O chefe do Comando Ártico Conjunto da Dinamarca informou nesta sexta-feira que não houve avistamento de navios chineses ou russos perto de Groenlândia, apesar de declarações anteriores do presidente dos EUA. O anúncio foi feito em Nuuk, capital da Groenlândia, durante uma coletiva a bordo de um navio de guerra dinamarquês.
Segundo o general Soren Andersen, há navios chineses e russos no Oceano Ártico, mas não nas proximidades de Groenlândia. Ele afirmou que a invasão de observação não ocorreu na região alvo da jurisdição dinamarquesa.

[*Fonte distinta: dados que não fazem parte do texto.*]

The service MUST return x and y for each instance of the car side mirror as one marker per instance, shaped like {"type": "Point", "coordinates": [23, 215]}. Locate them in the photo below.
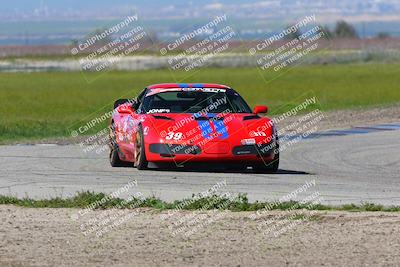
{"type": "Point", "coordinates": [260, 109]}
{"type": "Point", "coordinates": [125, 108]}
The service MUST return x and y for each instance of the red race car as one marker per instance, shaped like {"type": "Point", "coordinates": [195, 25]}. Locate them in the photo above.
{"type": "Point", "coordinates": [179, 125]}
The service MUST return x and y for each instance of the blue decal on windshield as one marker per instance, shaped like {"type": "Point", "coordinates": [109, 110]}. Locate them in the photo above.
{"type": "Point", "coordinates": [207, 130]}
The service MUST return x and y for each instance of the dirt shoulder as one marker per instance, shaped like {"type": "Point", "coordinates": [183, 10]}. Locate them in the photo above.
{"type": "Point", "coordinates": [53, 237]}
{"type": "Point", "coordinates": [342, 119]}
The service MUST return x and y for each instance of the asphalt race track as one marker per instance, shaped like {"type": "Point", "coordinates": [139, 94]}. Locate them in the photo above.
{"type": "Point", "coordinates": [347, 168]}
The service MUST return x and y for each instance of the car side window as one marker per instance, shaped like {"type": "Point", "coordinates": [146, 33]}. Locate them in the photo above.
{"type": "Point", "coordinates": [139, 101]}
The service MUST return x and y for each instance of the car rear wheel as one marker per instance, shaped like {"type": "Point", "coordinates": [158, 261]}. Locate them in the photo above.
{"type": "Point", "coordinates": [140, 155]}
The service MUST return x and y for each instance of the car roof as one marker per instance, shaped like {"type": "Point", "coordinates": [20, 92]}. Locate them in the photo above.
{"type": "Point", "coordinates": [187, 85]}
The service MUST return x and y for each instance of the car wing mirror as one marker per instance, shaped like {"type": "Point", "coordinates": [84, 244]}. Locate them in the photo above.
{"type": "Point", "coordinates": [260, 109]}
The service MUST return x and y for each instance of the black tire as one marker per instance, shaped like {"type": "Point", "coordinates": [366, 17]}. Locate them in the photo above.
{"type": "Point", "coordinates": [271, 167]}
{"type": "Point", "coordinates": [115, 160]}
{"type": "Point", "coordinates": [141, 162]}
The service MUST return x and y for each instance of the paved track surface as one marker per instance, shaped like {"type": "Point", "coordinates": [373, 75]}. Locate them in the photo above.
{"type": "Point", "coordinates": [353, 168]}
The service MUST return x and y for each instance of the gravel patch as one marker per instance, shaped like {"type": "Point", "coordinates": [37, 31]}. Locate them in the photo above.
{"type": "Point", "coordinates": [49, 237]}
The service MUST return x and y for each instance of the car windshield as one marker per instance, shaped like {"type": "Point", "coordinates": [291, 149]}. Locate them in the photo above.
{"type": "Point", "coordinates": [218, 101]}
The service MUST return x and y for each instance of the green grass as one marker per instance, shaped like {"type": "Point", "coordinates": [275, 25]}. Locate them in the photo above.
{"type": "Point", "coordinates": [240, 203]}
{"type": "Point", "coordinates": [41, 105]}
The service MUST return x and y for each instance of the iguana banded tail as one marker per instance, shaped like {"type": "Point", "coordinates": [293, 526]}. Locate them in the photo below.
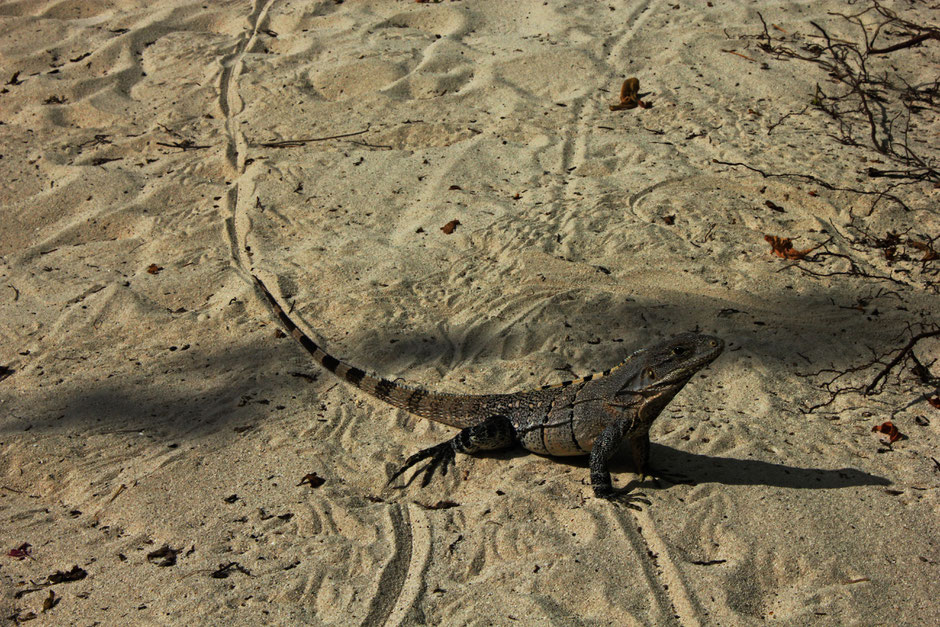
{"type": "Point", "coordinates": [587, 416]}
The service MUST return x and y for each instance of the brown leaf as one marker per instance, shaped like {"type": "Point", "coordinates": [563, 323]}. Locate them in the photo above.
{"type": "Point", "coordinates": [76, 574]}
{"type": "Point", "coordinates": [629, 96]}
{"type": "Point", "coordinates": [890, 430]}
{"type": "Point", "coordinates": [163, 557]}
{"type": "Point", "coordinates": [313, 480]}
{"type": "Point", "coordinates": [783, 247]}
{"type": "Point", "coordinates": [929, 253]}
{"type": "Point", "coordinates": [49, 602]}
{"type": "Point", "coordinates": [20, 552]}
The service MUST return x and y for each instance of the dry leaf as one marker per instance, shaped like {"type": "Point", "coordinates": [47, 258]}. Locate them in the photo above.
{"type": "Point", "coordinates": [20, 552]}
{"type": "Point", "coordinates": [629, 96]}
{"type": "Point", "coordinates": [313, 480]}
{"type": "Point", "coordinates": [66, 576]}
{"type": "Point", "coordinates": [890, 430]}
{"type": "Point", "coordinates": [929, 253]}
{"type": "Point", "coordinates": [783, 247]}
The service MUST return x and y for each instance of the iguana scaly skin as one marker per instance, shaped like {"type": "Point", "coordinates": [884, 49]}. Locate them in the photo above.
{"type": "Point", "coordinates": [587, 416]}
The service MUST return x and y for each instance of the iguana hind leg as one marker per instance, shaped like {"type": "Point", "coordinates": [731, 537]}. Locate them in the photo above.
{"type": "Point", "coordinates": [494, 433]}
{"type": "Point", "coordinates": [604, 448]}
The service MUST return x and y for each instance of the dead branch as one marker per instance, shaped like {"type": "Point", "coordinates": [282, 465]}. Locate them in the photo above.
{"type": "Point", "coordinates": [900, 356]}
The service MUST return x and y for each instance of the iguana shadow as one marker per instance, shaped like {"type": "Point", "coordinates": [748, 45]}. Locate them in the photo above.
{"type": "Point", "coordinates": [729, 471]}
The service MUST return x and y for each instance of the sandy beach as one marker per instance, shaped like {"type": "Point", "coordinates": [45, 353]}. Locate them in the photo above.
{"type": "Point", "coordinates": [450, 194]}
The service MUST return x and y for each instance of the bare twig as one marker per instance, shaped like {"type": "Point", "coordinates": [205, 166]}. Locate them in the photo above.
{"type": "Point", "coordinates": [294, 143]}
{"type": "Point", "coordinates": [894, 362]}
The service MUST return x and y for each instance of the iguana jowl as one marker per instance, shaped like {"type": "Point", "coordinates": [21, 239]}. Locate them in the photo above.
{"type": "Point", "coordinates": [587, 416]}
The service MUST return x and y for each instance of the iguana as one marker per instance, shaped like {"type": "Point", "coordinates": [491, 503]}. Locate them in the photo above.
{"type": "Point", "coordinates": [587, 416]}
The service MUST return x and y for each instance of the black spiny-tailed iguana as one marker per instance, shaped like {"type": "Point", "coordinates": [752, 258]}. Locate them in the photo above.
{"type": "Point", "coordinates": [587, 416]}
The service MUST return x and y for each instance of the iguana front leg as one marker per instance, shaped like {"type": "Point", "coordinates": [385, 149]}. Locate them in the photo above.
{"type": "Point", "coordinates": [604, 447]}
{"type": "Point", "coordinates": [640, 449]}
{"type": "Point", "coordinates": [494, 433]}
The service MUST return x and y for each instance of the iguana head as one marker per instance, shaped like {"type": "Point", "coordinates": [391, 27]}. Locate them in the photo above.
{"type": "Point", "coordinates": [652, 376]}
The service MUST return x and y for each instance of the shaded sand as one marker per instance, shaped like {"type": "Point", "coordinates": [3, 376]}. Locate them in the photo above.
{"type": "Point", "coordinates": [151, 403]}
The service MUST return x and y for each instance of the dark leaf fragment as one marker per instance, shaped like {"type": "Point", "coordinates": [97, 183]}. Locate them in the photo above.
{"type": "Point", "coordinates": [163, 557]}
{"type": "Point", "coordinates": [75, 574]}
{"type": "Point", "coordinates": [313, 480]}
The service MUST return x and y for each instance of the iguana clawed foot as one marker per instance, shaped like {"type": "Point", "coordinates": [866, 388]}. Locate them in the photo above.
{"type": "Point", "coordinates": [442, 455]}
{"type": "Point", "coordinates": [622, 497]}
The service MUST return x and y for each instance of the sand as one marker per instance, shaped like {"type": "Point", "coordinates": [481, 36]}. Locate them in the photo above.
{"type": "Point", "coordinates": [158, 439]}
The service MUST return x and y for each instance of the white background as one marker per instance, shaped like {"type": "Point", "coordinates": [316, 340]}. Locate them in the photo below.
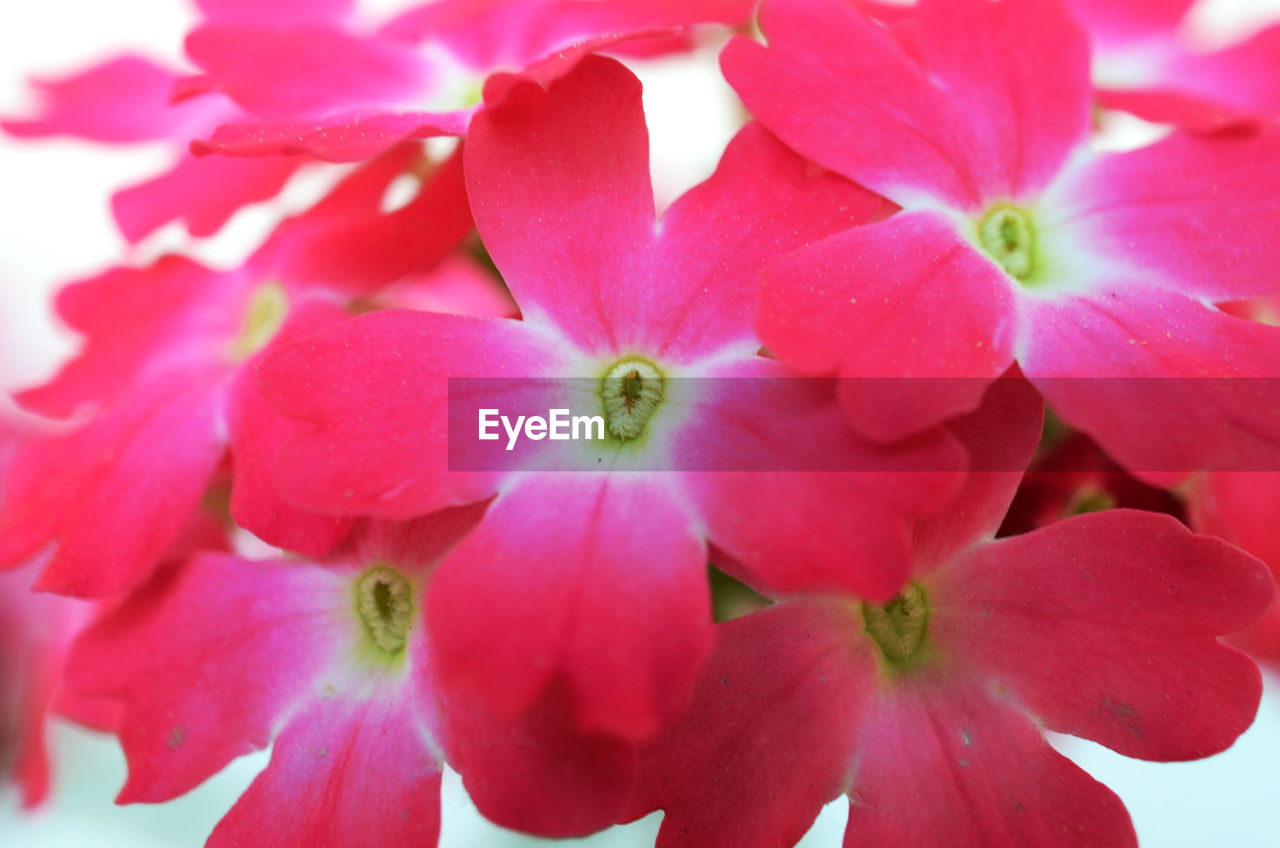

Ainda durante a coletiva, Andersen disse ter estendido o convite para que os EUA participem de exercícios previstos na ilha neste ano. A resposta sobre a participação ainda não havia sido definida.
O Comando Ártico Conjunto da Dinamarca atua na soberania, vigilância, inspeção pesqueira e busca e resgate em Groenlândia e nas Ilhas Feroe, utilizando navios, aeronaves, helicópteros e monitoramento via satélite. A sede fica em Nuuk, com cerca de 150 funcionários.
Copenhague informou, no ano passado, um pacote de defesa ártica no valor de 42 bilhões de coroas dinamarquesas. A medida visou reforçar a capacidade de defesa na região, em meio a declarações internacionais sobre segurança no Ártico.
Ao longo da semana, líderes europeus enviaram pequenas equipes militares à Groenlândia, a pedido de Dinamarca, em um contexto de tensões com a administração americana. O objetivo é fortalecer exercícios e cooperação com parceiros da OTAN na região.